La decisión fue formalizada mediante el Decreto 939/2025, publicado este jueves en el Boletín Oficial, y extiende hasta el 31 de diciembre de 2026 lo previsto en el artículo 24 de la Ley 27.541, que excluye a este sector del régimen general de contribuciones patronales.
Según los considerandos de la norma, la aplicación plena del régimen general vigente habría provocado un incremento “desmesurado” de las contribuciones patronales, con impacto directo en el principal costo operativo de las instituciones educativas privadas: los salarios docentes.
El Gobierno advirtió que esta suba habría tenido efectos más severos en las provincias del interior, donde los beneficios vigentes difieren según la región y donde muchas instituciones dependen en gran medida del aporte estatal.
Uno de los puntos centrales del decreto es el impacto fiscal indirecto sobre las provincias. En los establecimientos con aporte estatal, los Gobiernos provinciales financian no solo parte de los salarios docentes, sino también las contribuciones patronales, por lo que un aumento en esas cargas habría generado mayor presión sobre los presupuestos provinciales.

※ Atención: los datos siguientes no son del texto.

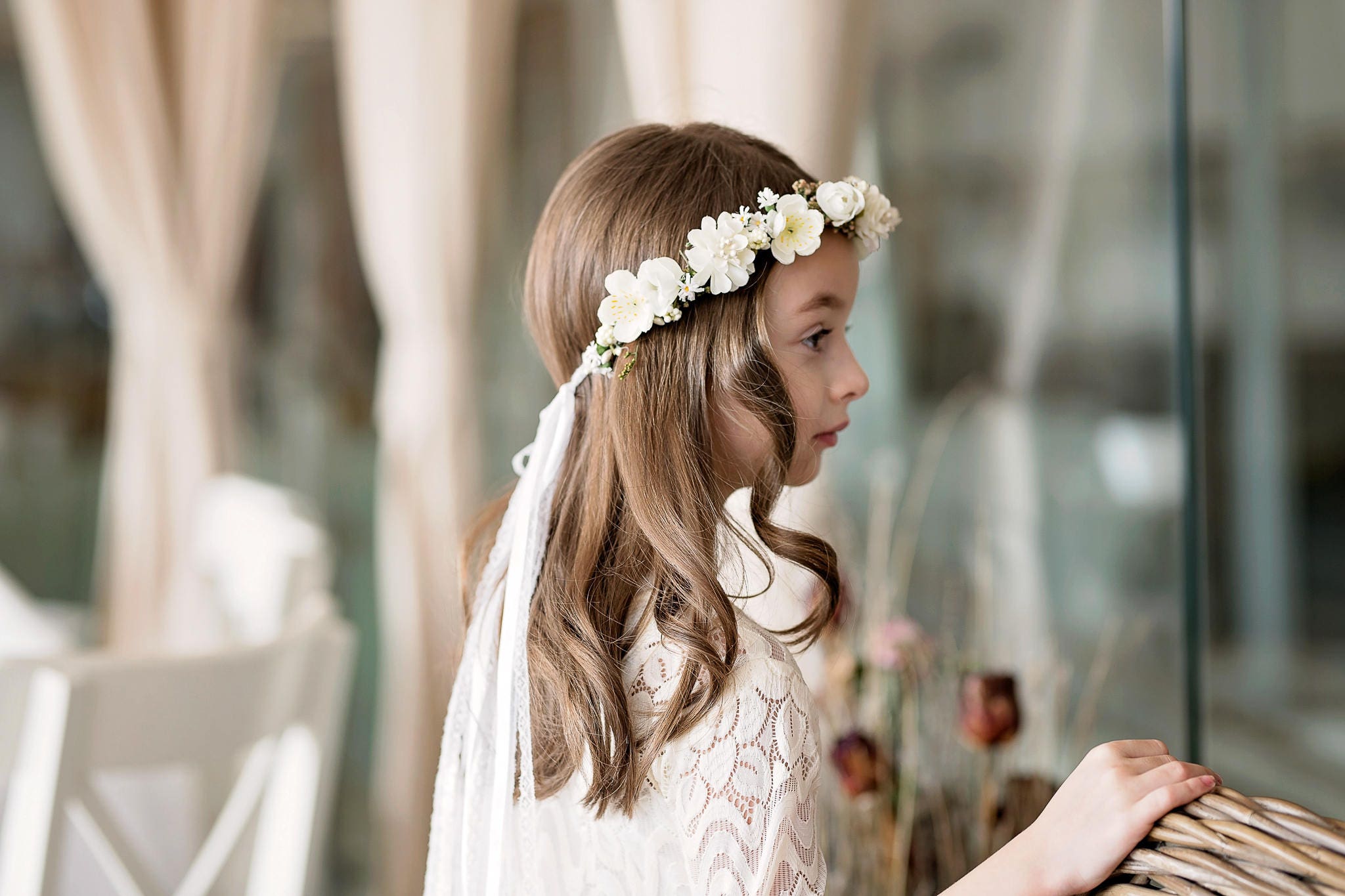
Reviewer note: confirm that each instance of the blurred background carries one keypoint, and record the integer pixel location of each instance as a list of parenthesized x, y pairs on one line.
[(257, 268)]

En ese contexto, la prórroga apunta a evitar un incremento automático del gasto educativo provincial en un escenario de restricción fiscal.
En los casos de instituciones sin aporte estatal, o con financiamiento parcial, el Ejecutivo señaló que el aumento de contribuciones habría derivado en subas significativas de aranceles, con impacto directo sobre las familias y riesgo para la continuidad del servicio educativo, especialmente en regiones con menor capacidad económica.

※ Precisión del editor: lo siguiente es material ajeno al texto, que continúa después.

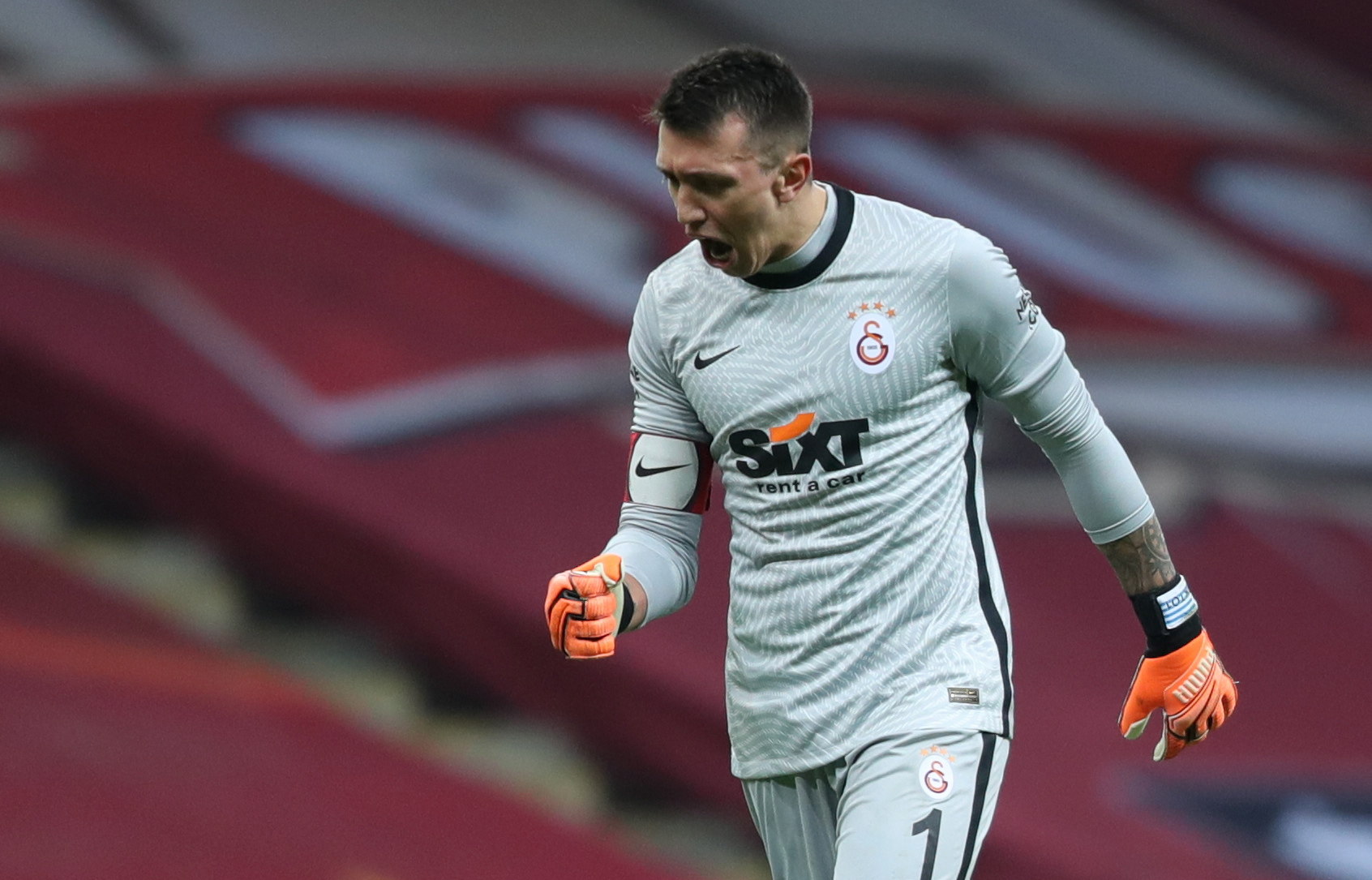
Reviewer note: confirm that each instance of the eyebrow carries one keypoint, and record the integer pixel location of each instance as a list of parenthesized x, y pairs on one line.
[(710, 176)]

El decreto advierte que la aplicación del régimen general podría haber afectado con mayor intensidad a escuelas de bajos recursos y zonas socialmente más vulnerables, poniendo en riesgo su sostenibilidad.
El beneficio no es nuevo: se trata de una prórroga sucesiva que comenzó en 2020 y que fue extendida en reiteradas oportunidades ante la situación económica del sector. En esta oportunidad, la extensión cuenta con informes técnicos favorables de las áreas competentes del Ministerio de Economía y del Ministerio de Capital Humano.